The concert also featured stars including Diana Ross, Andrew Lloyd Webber, Alicia Keys, Andrea Bocelli, Nile Rodgers, Duran Duran and many more. The two-and-a-half-hour spectacular, which took place over three stages at Buckingham Palace, was broadcast live by the BBC.

First meeting

When Queen Elizabeth met David Attenborough, it was ironic that he was advising against broadcasting a documentary about the royal family on the BBC, where he was a controller. According to royal biographer Ingrid Seward, Sir David didn’t want to screen the planned 1969 documentary, The Royal Family.

He voiced his fears to the BBC director that it would “kill the monarchy” in terms of destroying the mystique that surrounded them. However, the documentary went ahead, giving the public a chance to see behind the scenes.

Although it didn’t destroy the monarchy in the way Sir David had forecasted, many believed it paved the way for the press scrutiny of the royals that followed in subsequent decades.

Prior to this, the broadcaster had met Prince Charles and Princess Anne when they had toured the Lime Grove BBC Television Studios in 1958. He had introduced them to his cockatoo, Cocky, during their visit.

Love of nature

Sir David is famous for his love of animals. His efforts to preserve the environment by increasing awareness of the problems faced by planet earth are legendary. He has presented many nature and wildlife programmes, his first being Zoo Quest in 1954.

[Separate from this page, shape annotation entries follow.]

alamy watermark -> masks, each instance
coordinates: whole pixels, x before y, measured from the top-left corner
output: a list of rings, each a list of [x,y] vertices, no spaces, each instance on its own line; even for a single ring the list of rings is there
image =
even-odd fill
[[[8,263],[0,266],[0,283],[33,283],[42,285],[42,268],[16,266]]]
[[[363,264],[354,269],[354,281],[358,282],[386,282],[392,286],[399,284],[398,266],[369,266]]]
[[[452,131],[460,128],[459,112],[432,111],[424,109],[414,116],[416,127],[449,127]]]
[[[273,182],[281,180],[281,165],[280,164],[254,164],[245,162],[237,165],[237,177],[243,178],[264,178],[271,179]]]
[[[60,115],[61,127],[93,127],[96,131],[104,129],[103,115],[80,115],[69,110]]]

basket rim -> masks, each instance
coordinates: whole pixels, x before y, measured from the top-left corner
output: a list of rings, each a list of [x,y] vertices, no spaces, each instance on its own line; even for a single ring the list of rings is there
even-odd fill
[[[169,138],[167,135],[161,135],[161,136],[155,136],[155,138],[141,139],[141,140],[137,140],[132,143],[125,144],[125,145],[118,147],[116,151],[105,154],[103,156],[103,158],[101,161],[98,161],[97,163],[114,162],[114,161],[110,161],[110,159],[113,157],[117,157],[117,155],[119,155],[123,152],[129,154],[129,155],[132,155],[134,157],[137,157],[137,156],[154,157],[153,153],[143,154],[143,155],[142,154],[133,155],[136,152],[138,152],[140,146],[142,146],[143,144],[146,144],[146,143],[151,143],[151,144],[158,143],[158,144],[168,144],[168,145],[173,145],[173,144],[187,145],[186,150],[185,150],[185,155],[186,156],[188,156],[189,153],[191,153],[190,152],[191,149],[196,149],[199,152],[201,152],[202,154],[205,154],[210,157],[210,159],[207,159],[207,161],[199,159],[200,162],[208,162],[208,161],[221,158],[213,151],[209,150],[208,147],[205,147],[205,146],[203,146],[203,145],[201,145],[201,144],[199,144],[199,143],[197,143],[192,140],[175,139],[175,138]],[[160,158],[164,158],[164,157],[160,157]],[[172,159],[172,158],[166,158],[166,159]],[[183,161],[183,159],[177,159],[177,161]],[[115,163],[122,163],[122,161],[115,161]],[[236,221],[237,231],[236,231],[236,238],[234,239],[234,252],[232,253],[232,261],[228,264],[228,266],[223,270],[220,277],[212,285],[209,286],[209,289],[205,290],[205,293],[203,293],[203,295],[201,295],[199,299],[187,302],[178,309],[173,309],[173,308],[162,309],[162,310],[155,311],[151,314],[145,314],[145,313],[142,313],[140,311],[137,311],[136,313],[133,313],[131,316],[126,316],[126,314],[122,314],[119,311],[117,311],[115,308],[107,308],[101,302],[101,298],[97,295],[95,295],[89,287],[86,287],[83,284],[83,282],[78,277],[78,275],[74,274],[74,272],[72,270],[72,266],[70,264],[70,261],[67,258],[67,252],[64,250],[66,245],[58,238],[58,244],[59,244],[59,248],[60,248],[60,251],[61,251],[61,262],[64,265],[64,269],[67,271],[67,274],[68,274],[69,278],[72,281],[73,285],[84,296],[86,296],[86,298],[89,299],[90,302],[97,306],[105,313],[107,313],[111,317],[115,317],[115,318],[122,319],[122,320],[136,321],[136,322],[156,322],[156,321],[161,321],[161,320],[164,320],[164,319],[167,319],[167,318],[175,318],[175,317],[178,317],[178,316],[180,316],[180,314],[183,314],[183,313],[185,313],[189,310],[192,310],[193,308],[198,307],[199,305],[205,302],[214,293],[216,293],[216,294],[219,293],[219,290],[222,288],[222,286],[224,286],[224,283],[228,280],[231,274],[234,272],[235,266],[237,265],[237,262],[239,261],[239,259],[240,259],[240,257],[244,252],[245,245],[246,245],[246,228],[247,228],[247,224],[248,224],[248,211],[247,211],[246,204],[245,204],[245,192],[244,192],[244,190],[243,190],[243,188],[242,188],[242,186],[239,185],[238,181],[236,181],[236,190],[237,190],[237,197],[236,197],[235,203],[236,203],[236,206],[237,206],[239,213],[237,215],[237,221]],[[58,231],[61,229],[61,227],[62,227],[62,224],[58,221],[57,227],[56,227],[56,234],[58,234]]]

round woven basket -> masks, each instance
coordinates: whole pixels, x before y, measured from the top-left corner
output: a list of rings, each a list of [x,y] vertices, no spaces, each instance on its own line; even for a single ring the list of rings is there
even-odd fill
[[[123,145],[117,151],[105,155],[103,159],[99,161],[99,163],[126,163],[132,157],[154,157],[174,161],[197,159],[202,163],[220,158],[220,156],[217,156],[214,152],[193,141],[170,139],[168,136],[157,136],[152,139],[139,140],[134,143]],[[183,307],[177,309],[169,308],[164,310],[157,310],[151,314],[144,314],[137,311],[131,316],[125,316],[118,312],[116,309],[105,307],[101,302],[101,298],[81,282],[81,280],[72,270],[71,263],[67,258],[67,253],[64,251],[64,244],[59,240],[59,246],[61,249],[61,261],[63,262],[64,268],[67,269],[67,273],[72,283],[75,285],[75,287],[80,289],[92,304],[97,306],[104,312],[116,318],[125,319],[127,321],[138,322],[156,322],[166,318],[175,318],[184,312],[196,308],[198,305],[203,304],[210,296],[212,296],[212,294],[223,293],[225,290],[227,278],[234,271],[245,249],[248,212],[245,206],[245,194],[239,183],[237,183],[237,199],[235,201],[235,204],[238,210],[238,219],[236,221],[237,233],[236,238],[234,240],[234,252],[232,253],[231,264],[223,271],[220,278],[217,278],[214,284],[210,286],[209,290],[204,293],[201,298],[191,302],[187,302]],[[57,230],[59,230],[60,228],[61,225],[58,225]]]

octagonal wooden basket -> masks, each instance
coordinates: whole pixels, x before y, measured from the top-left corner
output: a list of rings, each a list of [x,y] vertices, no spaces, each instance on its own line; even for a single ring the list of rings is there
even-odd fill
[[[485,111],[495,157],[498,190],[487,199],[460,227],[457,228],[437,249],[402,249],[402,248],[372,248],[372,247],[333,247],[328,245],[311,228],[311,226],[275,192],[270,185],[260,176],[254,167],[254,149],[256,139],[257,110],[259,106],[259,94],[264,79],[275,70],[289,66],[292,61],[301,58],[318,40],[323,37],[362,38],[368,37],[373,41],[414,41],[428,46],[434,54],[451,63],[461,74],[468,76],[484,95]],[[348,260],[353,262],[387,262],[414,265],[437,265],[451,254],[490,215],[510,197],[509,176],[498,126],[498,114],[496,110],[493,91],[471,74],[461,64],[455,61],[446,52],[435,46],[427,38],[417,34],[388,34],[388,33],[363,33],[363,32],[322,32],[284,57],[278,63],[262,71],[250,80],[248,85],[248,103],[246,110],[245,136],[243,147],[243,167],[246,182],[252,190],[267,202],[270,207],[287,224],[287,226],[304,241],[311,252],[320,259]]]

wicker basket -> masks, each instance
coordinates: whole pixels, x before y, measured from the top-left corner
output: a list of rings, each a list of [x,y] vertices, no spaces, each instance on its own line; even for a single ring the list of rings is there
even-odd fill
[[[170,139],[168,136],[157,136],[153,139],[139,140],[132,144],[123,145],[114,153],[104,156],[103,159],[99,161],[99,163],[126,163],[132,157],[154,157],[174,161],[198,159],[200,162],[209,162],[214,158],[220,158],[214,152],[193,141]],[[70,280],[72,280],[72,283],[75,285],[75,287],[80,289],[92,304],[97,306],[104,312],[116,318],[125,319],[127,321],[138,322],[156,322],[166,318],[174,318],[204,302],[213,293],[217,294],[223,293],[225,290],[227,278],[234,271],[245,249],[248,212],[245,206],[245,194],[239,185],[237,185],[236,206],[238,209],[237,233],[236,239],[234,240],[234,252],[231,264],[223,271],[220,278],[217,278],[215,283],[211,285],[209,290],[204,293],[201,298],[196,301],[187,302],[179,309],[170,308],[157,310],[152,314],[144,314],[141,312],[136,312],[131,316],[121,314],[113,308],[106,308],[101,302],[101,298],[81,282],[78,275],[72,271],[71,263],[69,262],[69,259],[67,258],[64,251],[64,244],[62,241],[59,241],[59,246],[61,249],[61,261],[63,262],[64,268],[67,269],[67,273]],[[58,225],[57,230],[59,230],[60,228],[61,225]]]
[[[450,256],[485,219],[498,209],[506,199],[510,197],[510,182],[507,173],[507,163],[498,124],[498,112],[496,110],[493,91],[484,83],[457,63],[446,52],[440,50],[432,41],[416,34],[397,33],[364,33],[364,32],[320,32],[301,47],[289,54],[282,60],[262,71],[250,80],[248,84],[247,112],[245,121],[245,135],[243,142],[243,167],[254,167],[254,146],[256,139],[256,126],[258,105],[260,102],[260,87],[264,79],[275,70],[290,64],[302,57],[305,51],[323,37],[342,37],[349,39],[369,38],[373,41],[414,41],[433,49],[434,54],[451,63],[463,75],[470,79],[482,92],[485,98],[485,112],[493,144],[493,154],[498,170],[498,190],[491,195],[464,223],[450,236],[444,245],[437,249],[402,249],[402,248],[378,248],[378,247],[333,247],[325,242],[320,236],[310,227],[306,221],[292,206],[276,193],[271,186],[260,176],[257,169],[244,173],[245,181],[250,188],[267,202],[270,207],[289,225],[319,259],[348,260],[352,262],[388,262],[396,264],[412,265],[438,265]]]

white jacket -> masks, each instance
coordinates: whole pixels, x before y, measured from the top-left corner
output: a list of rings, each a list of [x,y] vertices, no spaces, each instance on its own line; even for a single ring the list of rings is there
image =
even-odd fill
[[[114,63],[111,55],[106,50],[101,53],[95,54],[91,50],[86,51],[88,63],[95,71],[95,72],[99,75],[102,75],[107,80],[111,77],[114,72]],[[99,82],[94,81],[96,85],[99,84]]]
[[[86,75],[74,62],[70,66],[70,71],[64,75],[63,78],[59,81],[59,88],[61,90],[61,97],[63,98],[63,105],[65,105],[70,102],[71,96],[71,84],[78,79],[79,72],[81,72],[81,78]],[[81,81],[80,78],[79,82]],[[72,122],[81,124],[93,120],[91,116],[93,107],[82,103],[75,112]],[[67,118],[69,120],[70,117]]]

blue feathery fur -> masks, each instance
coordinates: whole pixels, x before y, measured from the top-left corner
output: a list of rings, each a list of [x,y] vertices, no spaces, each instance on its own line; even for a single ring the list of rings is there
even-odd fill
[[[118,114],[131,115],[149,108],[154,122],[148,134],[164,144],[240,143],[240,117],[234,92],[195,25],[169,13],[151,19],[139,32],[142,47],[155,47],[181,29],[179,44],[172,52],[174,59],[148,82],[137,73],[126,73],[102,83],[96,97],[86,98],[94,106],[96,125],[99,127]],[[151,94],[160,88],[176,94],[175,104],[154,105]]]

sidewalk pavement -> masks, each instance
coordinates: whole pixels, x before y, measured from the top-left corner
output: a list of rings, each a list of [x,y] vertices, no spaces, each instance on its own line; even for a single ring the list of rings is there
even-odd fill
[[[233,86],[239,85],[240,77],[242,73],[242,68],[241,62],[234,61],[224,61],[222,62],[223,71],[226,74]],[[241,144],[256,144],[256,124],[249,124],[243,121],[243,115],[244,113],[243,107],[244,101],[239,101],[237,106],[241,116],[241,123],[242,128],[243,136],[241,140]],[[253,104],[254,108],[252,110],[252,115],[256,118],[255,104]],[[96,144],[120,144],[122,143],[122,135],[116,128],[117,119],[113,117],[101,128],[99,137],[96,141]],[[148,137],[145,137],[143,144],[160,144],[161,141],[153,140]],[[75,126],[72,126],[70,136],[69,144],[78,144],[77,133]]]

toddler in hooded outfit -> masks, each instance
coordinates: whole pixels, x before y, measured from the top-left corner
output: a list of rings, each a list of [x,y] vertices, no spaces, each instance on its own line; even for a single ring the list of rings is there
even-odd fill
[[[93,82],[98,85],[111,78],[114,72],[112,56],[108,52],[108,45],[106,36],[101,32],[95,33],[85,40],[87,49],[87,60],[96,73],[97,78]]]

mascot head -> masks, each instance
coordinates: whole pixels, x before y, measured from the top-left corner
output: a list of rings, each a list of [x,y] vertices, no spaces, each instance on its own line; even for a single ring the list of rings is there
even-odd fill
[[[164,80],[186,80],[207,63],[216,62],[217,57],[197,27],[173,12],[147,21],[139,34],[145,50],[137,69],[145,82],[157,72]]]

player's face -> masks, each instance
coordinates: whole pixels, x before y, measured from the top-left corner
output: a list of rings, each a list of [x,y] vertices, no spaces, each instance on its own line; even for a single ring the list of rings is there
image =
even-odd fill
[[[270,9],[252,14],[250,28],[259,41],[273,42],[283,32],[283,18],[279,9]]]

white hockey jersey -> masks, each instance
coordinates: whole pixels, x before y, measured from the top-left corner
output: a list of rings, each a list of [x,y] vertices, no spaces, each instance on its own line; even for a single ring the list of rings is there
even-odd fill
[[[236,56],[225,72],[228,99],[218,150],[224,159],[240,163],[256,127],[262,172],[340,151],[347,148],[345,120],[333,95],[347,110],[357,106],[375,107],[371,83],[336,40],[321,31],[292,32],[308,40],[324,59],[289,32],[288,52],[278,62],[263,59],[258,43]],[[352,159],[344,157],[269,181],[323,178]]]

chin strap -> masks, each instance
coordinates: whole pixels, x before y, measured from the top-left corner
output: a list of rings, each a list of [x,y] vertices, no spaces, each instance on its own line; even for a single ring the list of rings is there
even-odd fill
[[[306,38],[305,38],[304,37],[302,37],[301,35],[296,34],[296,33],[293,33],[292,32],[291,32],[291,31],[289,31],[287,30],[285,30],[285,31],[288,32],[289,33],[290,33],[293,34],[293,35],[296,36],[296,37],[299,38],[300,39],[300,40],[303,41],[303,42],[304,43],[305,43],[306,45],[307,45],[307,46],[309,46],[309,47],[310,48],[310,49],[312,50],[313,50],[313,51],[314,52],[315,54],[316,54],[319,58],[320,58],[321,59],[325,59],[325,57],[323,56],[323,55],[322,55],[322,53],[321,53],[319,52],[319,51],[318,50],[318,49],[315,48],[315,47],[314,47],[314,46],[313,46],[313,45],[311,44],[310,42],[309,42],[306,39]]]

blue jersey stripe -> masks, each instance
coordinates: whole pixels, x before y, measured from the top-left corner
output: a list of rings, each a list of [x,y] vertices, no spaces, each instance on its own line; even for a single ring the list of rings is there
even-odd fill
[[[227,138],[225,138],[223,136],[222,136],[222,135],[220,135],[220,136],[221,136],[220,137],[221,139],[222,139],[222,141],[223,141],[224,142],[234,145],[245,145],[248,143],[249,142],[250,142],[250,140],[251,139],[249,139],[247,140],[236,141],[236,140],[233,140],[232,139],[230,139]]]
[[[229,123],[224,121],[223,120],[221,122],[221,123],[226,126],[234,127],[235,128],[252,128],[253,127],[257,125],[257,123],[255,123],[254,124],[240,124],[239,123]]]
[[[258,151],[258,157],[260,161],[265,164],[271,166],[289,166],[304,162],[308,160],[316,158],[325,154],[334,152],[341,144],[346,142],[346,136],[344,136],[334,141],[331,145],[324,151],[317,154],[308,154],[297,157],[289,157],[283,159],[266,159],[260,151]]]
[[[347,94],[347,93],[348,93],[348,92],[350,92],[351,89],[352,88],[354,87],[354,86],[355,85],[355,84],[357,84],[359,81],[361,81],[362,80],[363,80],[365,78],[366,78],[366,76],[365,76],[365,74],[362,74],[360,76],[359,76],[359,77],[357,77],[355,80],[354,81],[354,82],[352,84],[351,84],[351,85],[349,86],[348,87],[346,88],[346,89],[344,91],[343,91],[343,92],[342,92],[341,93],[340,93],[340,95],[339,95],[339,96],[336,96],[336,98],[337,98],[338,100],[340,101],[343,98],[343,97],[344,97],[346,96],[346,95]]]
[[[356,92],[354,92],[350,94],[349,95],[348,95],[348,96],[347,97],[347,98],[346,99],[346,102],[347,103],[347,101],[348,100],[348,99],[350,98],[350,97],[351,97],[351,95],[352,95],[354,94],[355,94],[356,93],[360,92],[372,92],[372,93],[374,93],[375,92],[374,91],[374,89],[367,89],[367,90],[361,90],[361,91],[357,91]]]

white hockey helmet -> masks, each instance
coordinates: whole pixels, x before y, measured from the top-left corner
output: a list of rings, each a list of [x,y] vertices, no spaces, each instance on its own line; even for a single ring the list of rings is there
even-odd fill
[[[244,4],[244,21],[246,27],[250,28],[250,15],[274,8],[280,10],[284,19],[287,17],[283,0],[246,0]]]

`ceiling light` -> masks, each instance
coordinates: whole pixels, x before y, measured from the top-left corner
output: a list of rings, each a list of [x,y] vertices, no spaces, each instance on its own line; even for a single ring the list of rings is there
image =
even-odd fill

The presenter, writer and narrator has enjoyed a career spanning eight decades, hosting many iconic programmes such as Wildlife on One, Natural World, the Planet Earth franchise and most recently The Blue Planet. Consequently, he was honoured by the Queen with a knighthood in 1985.

Renowned for her love of horses and dogs, especially the royal corgis; the Queen was born on 21st April 1926. Born soon afterwards, on 8th May; Sir David is best known for his appreciation of the natural world and his desire to share it with everyone.

In 1986, the veteran broadcaster became responsible for producing the Queen’s Christmas address. He always enjoyed an easy rapport with Her Majesty, to the point where he even chose the outfit she should wear for the televised broadcast!

It was reported that the Queen had selected a bright green outfit for her speech, but Sir David asked her to wear a less bold, brown outfit instead. Her Majesty was reportedly not very happy at being overruled! She later joked in an interview, “There’s no pleasing you people from the media!”

She had been advised to “wear something colourful” for the broadcast – but she admonished Sir David, saying, “Then you come along and tell me I have to wear something pale and nondescript!”

Order of Merit

Queen Elizabeth and Sir David remained friends for more than half a century. In 2005, three decades after he received his knighthood, Her Majesty gave him the Order of Merit. It was apparent that he felt extremely honoured by the award. In a BBC interview, he expressed his gratitude to the Queen. Apparently overwhelmed, he said, “How could anyone believe they actually deserved something like this?”

In 2016, Sir David spoke at a service at St Paul’s to celebrate the Queen’s 90th birthday. He read a moving passage by author Michael Bond and reflected on the 1926 “vintage” and the passing of time.

Later that year, the two friends were seen together at a charity event for the Queen’s Commonwealth Canopy, launched in 2015 to protect forests. Sir David gave a speech expressing his admiration for the initiative. He told the Queen how fortunate we were that she was “thinking about the future” and how to make a better world.

The Queen’s Green Planet

In 2017, Sir David appeared alongside Her Majesty in a television documentary called The Queen’s Green Planet. They were seen strolling around Buckingham Palace’s gardens, pausing every now and then to examine their surroundings in more detail.

The two of them enjoyed having a chuckle together, including on one memorable occasion when they spotted a sun dial standing in the shade while filming the TV documentary.

The moment became quite legendary, as they actually had the sundial in the grounds of Buckingham Palace moved to a sunny spot. Originally, it had been erected in the sun, but over the years, the trees had grown tall around it. They moved it so it could fulfil its original purpose of telling the time.

During the same stroll, the Queen spotted a particularly odd-looking plant. Noting that it “did not seem to be doing very well”, Her Majesty joked that “somebody sat on it at a garden party”. Sir David laughed at her quip.

Buckingham Palace banned plastic straws in 2018. It was believed this was inspired by Sir David. The Queen decided to cut down on plastics after filming The Queen’s Green Planet. She said the royal family had “taken a number of practical steps” to be more environmentally friendly. She said they had a “strong desire” to tackle the issue of excess plastic waste.

Prince William

In 2019, Prince William interviewed Sir David at the World Economic Forum, discussing the challenges in store for future generations wishing to preserve the planet. Prince William admits to having been an admirer of Sir David’s work for many years, following in his grandmother’s footsteps.

The prince has credited him as having the “single most important impact in my conservation thinking”. Prince William has called him a “national treasure”. As a youth, he would watch Sir David’s nature programmes on TV, particularly enjoying those filmed in Africa.

In her capacity as patron of the Royal Institute of International Affairs; the Queen presented the 2019 Chatham House Prize to Sir David, then aged 93, and his Blue Planet II team. She told him the award recognised his “many talents”, adding age was “no barrier to being a positive influence”. She praised his ability to “communicate the beauty and vulnerability of our natural environment”, recognising his documentaries had engaged people of all ages in the battle to preserve our world’s oceans.

Prince William has also been inspired to create a documentary entitled Prince William: A Planet For Us All, inspired by Sir David. He described their “shared passion for protecting the natural world” in an Instagram post.

The Queen’s friendship with Sir David influenced four generations of the royal family. After the screening of David Attenborough: A Life On Our Planet, the broadcaster gave a special present to Prince William’s son, young Prince George: a tooth from a giant shark, dating from 23 million years ago.

The sad passing of our Queen ends a friendship which stood the test of time and which, like so many of her associations, had a positive impact not only on her people but also on the planet.